According to reports, The oil price has dropped by almost 5%, regardless of oil-producing nations approving to lengthen production cuts for a further nine months.
As in recent meeting in Vienna, energy ministers from both Opec and non-Opec countries settled to uphold output curbs, due to end next month, until March 2018.
Although investors had been expecting the oil producers would go longer.
Brent crude is $2.60 lower at $51.36 a barrel, while West Texas Intermediate is down $2.58 at $48.78 a barrel.
In the meantime Saudi Arabia’s energy minister, Khaled al-Falih, who co-chaired the meeting with his Russian counterpart Alexander Novak, said: “We considered various scenarios from six to nine to 12 months and we even considered options for higher cuts.
“All indications are solid that a nine-month extension is the optimum, and should bring us to within the five-year average of inventories by the end of the year.”
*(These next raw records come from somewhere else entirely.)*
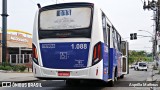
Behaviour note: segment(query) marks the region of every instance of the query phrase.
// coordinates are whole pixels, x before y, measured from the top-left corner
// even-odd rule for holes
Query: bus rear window
[[[90,26],[91,8],[63,8],[46,10],[40,13],[40,30],[67,30],[88,28]]]

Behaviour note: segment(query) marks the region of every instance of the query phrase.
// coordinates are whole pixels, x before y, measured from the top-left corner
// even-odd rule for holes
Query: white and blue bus
[[[35,16],[33,72],[40,79],[102,80],[114,85],[128,74],[127,45],[93,3],[45,6]]]

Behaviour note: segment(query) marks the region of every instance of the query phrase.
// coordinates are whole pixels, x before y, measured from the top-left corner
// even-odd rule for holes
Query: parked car
[[[135,67],[135,65],[136,65],[136,63],[132,64],[130,68],[134,68],[134,67]]]
[[[135,67],[134,67],[134,70],[145,70],[147,71],[147,63],[146,62],[137,62]]]

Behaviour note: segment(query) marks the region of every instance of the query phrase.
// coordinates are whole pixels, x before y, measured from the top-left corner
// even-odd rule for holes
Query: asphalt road
[[[150,90],[150,87],[129,87],[133,81],[146,81],[151,77],[151,69],[148,71],[129,70],[130,73],[125,75],[123,79],[118,79],[114,87],[108,87],[99,81],[82,82],[77,86],[66,86],[64,80],[40,80],[32,83],[41,83],[42,88],[0,88],[0,90]],[[160,89],[156,89],[160,90]]]

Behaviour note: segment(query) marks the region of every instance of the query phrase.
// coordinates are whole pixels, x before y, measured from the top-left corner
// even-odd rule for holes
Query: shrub
[[[23,66],[23,65],[19,66],[20,72],[24,72],[24,70],[25,70],[26,68],[27,68],[27,67],[26,67],[26,66]]]
[[[7,71],[9,71],[9,70],[12,70],[12,67],[11,66],[0,66],[0,70],[7,70]]]
[[[12,67],[12,70],[13,70],[13,71],[19,71],[19,66],[18,66],[18,65],[14,65],[14,66]]]

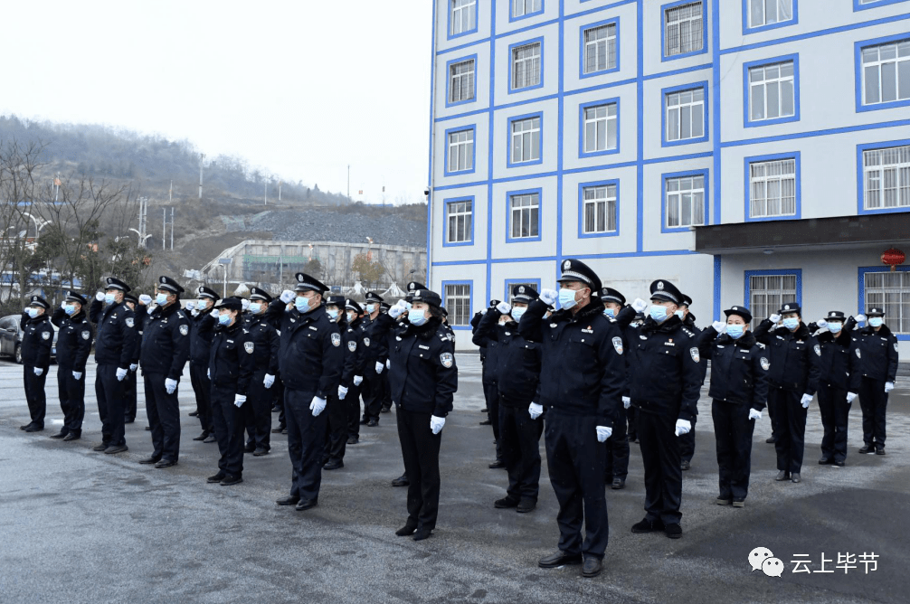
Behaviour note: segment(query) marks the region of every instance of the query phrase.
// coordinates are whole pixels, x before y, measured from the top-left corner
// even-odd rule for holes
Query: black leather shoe
[[[581,554],[569,554],[561,549],[557,549],[555,554],[544,556],[537,561],[537,566],[541,569],[555,569],[565,564],[581,564]]]
[[[280,499],[275,501],[275,503],[279,506],[296,506],[297,502],[300,500],[296,495],[288,495],[288,497],[283,497]]]
[[[585,557],[584,563],[581,565],[582,577],[597,577],[602,570],[603,570],[603,560],[594,556]]]

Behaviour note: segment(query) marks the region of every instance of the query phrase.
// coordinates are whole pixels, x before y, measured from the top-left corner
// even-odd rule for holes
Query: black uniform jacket
[[[98,329],[95,337],[95,362],[116,365],[121,369],[129,367],[139,337],[136,314],[123,302],[105,308],[100,301],[95,300],[88,309],[88,319]]]
[[[60,328],[57,333],[57,365],[61,369],[84,372],[95,337],[95,329],[86,311],[79,310],[69,317],[63,308],[57,308],[51,322]]]
[[[738,339],[713,327],[699,336],[702,357],[711,359],[711,388],[708,396],[727,403],[746,403],[761,411],[768,403],[768,349],[746,331]]]
[[[626,386],[619,325],[599,304],[544,318],[547,309],[534,300],[518,324],[523,338],[541,345],[540,404],[559,414],[596,416],[598,425],[612,428]]]
[[[189,357],[189,317],[177,302],[158,307],[146,317],[142,329],[142,374],[180,379]]]
[[[474,331],[473,342],[495,349],[495,367],[487,371],[503,405],[528,407],[540,399],[541,345],[526,340],[518,331],[518,323],[510,319],[500,325],[502,314],[490,308]]]
[[[822,347],[804,323],[796,331],[777,327],[764,319],[755,328],[755,339],[768,347],[771,386],[814,396],[822,377]]]

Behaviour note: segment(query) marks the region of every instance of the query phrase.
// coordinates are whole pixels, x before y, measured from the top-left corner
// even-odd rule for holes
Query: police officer
[[[244,451],[254,457],[268,455],[271,450],[272,400],[276,376],[278,373],[278,332],[268,320],[266,311],[274,298],[264,289],[249,290],[249,306],[245,315],[245,328],[256,347],[256,369],[249,384],[247,425],[247,446]]]
[[[888,393],[897,378],[897,338],[885,324],[885,308],[873,307],[866,313],[869,325],[854,335],[851,360],[850,400],[859,395],[863,409],[863,448],[860,453],[885,455],[885,412]]]
[[[638,408],[638,438],[644,463],[645,517],[633,533],[663,530],[670,539],[682,537],[682,499],[679,437],[692,429],[704,371],[695,333],[675,314],[682,294],[670,281],[651,284],[648,317],[628,331],[630,398]],[[619,314],[620,323],[644,312],[636,299]]]
[[[776,315],[755,328],[755,337],[768,347],[771,361],[768,408],[777,435],[777,478],[801,482],[805,448],[805,418],[822,376],[822,347],[803,323],[803,309],[787,302]],[[784,327],[772,328],[783,318]]]
[[[152,455],[139,461],[156,468],[177,465],[180,457],[180,403],[177,385],[189,357],[189,317],[180,307],[183,287],[169,277],[158,278],[155,307],[143,326],[142,375],[146,413],[152,428]]]
[[[559,550],[538,565],[583,561],[582,576],[596,577],[609,537],[604,443],[625,389],[624,349],[619,326],[603,315],[594,271],[574,258],[563,260],[561,269],[559,293],[544,289],[519,322],[522,337],[541,343],[541,402],[528,411],[536,419],[546,409],[547,468],[560,504]],[[557,300],[560,310],[544,318]]]
[[[518,331],[518,321],[528,305],[540,296],[531,286],[515,286],[511,305],[500,302],[487,310],[474,332],[473,342],[497,344],[497,366],[491,367],[498,384],[500,444],[509,487],[506,496],[493,502],[500,508],[521,513],[537,507],[541,480],[541,434],[543,420],[531,418],[531,403],[540,404],[541,345]],[[505,317],[505,323],[501,322]]]
[[[853,399],[850,389],[850,347],[856,319],[845,317],[839,310],[815,324],[809,331],[822,347],[822,373],[818,382],[818,410],[822,414],[824,436],[819,465],[844,468],[847,458],[847,417]]]
[[[277,503],[296,504],[300,511],[318,504],[322,481],[319,461],[328,422],[323,411],[329,397],[338,392],[344,349],[338,325],[326,314],[322,297],[329,287],[298,273],[295,290],[296,297],[294,292],[285,291],[272,303],[273,307],[288,306],[281,317],[278,367],[285,386],[288,453],[294,466],[290,495]]]
[[[49,309],[50,305],[45,298],[33,296],[19,320],[19,328],[22,330],[23,382],[28,413],[32,419],[19,427],[19,429],[26,432],[41,432],[45,429],[45,414],[47,411],[45,382],[47,379],[51,347],[54,344],[54,327],[46,312]]]
[[[136,356],[136,315],[124,303],[130,287],[113,277],[106,279],[104,293],[95,295],[88,319],[97,326],[95,338],[95,396],[101,418],[101,444],[93,451],[111,455],[129,450],[124,438],[124,408],[129,366]]]
[[[247,397],[256,368],[256,344],[243,327],[243,303],[226,297],[216,307],[217,326],[208,353],[212,421],[218,441],[218,472],[209,483],[230,487],[243,482],[243,431],[251,415]]]
[[[699,349],[711,359],[708,396],[717,438],[717,504],[743,508],[749,493],[752,435],[767,402],[771,362],[764,345],[749,330],[749,309],[733,307],[723,312],[727,322],[716,321],[705,329]]]
[[[75,291],[66,292],[63,304],[51,322],[58,328],[57,393],[63,410],[63,428],[51,438],[78,440],[86,415],[86,363],[92,352],[94,329],[86,316],[86,298]]]

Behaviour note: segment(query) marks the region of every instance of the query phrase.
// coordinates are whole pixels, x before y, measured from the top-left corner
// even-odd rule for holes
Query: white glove
[[[309,410],[313,412],[313,417],[319,415],[326,410],[326,399],[313,397],[313,402],[309,404]]]
[[[541,292],[541,299],[545,305],[551,307],[560,299],[560,293],[555,289],[544,289]]]
[[[436,416],[430,416],[430,429],[433,431],[433,434],[439,434],[442,430],[442,427],[446,425],[445,418],[437,418]]]
[[[606,426],[598,426],[595,429],[597,429],[597,442],[607,442],[607,438],[613,433],[613,428]]]

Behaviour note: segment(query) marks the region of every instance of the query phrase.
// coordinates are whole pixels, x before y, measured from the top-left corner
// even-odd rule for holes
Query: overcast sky
[[[0,113],[187,139],[365,201],[423,200],[429,0],[10,2]]]

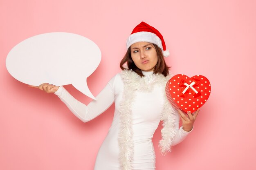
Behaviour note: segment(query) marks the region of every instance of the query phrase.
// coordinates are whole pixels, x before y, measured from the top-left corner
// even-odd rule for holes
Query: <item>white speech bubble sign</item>
[[[9,52],[6,67],[16,79],[38,86],[43,83],[56,86],[72,85],[95,99],[86,79],[101,58],[97,45],[73,33],[54,32],[30,37]]]

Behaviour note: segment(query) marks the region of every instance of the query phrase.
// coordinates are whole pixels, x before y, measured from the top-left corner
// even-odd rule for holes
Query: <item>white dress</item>
[[[144,72],[146,79],[153,72]],[[63,87],[55,93],[70,110],[84,122],[89,121],[104,112],[115,103],[114,118],[108,135],[99,151],[94,170],[121,170],[118,137],[120,126],[120,103],[123,99],[124,82],[118,73],[88,106],[74,98]],[[155,85],[152,91],[135,92],[131,106],[134,154],[131,164],[133,170],[155,170],[155,156],[152,138],[161,120],[163,109],[163,94],[165,87]],[[182,141],[190,132],[179,128],[179,116],[176,112],[175,129],[177,130],[172,146]]]

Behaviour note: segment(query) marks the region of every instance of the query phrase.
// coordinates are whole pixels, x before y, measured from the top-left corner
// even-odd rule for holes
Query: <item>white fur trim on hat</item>
[[[164,51],[162,41],[156,35],[150,32],[141,31],[131,35],[126,42],[126,48],[128,49],[132,44],[138,42],[148,42],[155,44],[161,49],[164,57],[170,55],[169,50]]]
[[[132,44],[138,42],[148,42],[155,44],[163,51],[162,41],[154,33],[141,31],[133,33],[130,35],[127,40],[126,48],[128,49]]]

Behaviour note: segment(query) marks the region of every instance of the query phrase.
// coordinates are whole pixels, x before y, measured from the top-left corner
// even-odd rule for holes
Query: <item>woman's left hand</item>
[[[178,109],[180,117],[182,121],[182,126],[184,130],[189,132],[192,130],[193,128],[194,122],[195,121],[199,110],[200,109],[198,109],[193,114],[192,114],[190,112],[188,111],[188,114],[185,115],[182,111]]]

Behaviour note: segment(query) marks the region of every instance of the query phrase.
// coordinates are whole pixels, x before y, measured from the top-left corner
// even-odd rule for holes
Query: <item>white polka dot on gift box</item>
[[[189,77],[177,74],[167,82],[166,96],[176,109],[183,112],[193,113],[204,105],[211,93],[211,84],[208,79],[201,75]]]

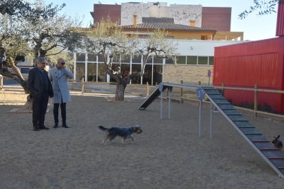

In last December all Opec countries and 11 other oil-producing nations, like Russia, first decided to trim down production in an effort to enhance waning prices.
The production cut was almost 1.8 million barrels per day, which was equal to about 2% of global oil production.
However markets didn’t responded positively to this agreement. The price of crude oil has dropped instead of rising. As the Vienna pact was perhaps the least they expected, after reports of widespread support among the countries concerned for a nine-month extension.
In any case Opec and the other countries involved have a trouble with the American shale oil industry. As slashing oil production creates a chance in the market for shale producers and surging prices make them more profitable. They will be the definite beneficiaries of the Vienna deal, even if it does achieve something in the group’s goal of getting commercial stocks of crude oil down.